Example source files: docs/advanced_topics/resources/

The example illustrates three steps with different resource requirements.

Create the following plan.py:

#!/usr/bin/env python3
from stepup.core.api import run

run("sleep 0.1; echo A", shell=True, resources="cpu")
run("sleep 0.1; echo B", shell=True, resources="gpu")
run("sleep 0.1; echo C", shell=True, resources={"cpu": 2, "gpu": 1})

The sleep command ensures each step lasts long enough to guarantee they will run in parallel when allowed.

Step C requires 2 CPUs and 1 GPU simultaneously, so it can only start once both A (which holds 1 CPU) and B (which holds 1 GPU) have finished.

Set the environment variable and run StepUp with four parallel jobs:

export STEPUP_RESOURCES="cpu:2,gpu:1"
chmod +x plan.py
sb -j 4

You should get the following output:

  DIRECTOR │ Listening on /tmp/stepup-########/director (StepUp Core 3.2.3.post54)
  DIRECTOR │ Setting available resources: cpu:2,gpu:1
   STARTUP │ (Re)initialized boot script
     PHASE │ build
     START │ ./plan.py
   SUCCESS │ ./plan.py
     START │ sleep 0.1; echo A
     START │ sleep 0.1; echo B
   SUCCESS │ sleep 0.1; echo A
─────────────────────────────── Standard output ────────────────────────────────
A
────────────────────────────────────────────────────────────────────────────────
   SUCCESS │ sleep 0.1; echo B
─────────────────────────────── Standard output ────────────────────────────────
B
────────────────────────────────────────────────────────────────────────────────
     START │ sleep 0.1; echo C
   SUCCESS │ sleep 0.1; echo C
─────────────────────────────── Standard output ────────────────────────────────
C
────────────────────────────────────────────────────────────────────────────────
  DIRECTOR │ Trying to delete 0 outdated output(s)
  DIRECTOR │ See you!

Steps A and B start immediately in parallel.
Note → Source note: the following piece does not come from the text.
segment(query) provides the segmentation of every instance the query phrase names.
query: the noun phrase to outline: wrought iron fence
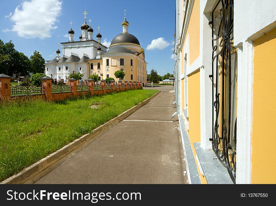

Despite allowing 4 steps to run in parallel, step C only starts after both A and B have finished, because it needs 2 CPUs and 1 GPU at the same time.

Try the Following

  • Run sb -j 4 again without making changes. Skipping steps requires hash computations, which are done by a dedicated hashing subprocess and are never subject to resource restrictions.

  • Change STEPUP_RESOURCES to "cpu:4,gpu:2" and verify that all three steps can now run in parallel. When you try this, StepUp will continue skipping steps. To forcibly re-execute steps, remove the file .stepup/graph.db and restart StepUp.

  • Remove a resource from STEPUP_RESOURCES (e.g. set it to "cpu:2") and observe that steps requiring the missing resource are never started and remain pending.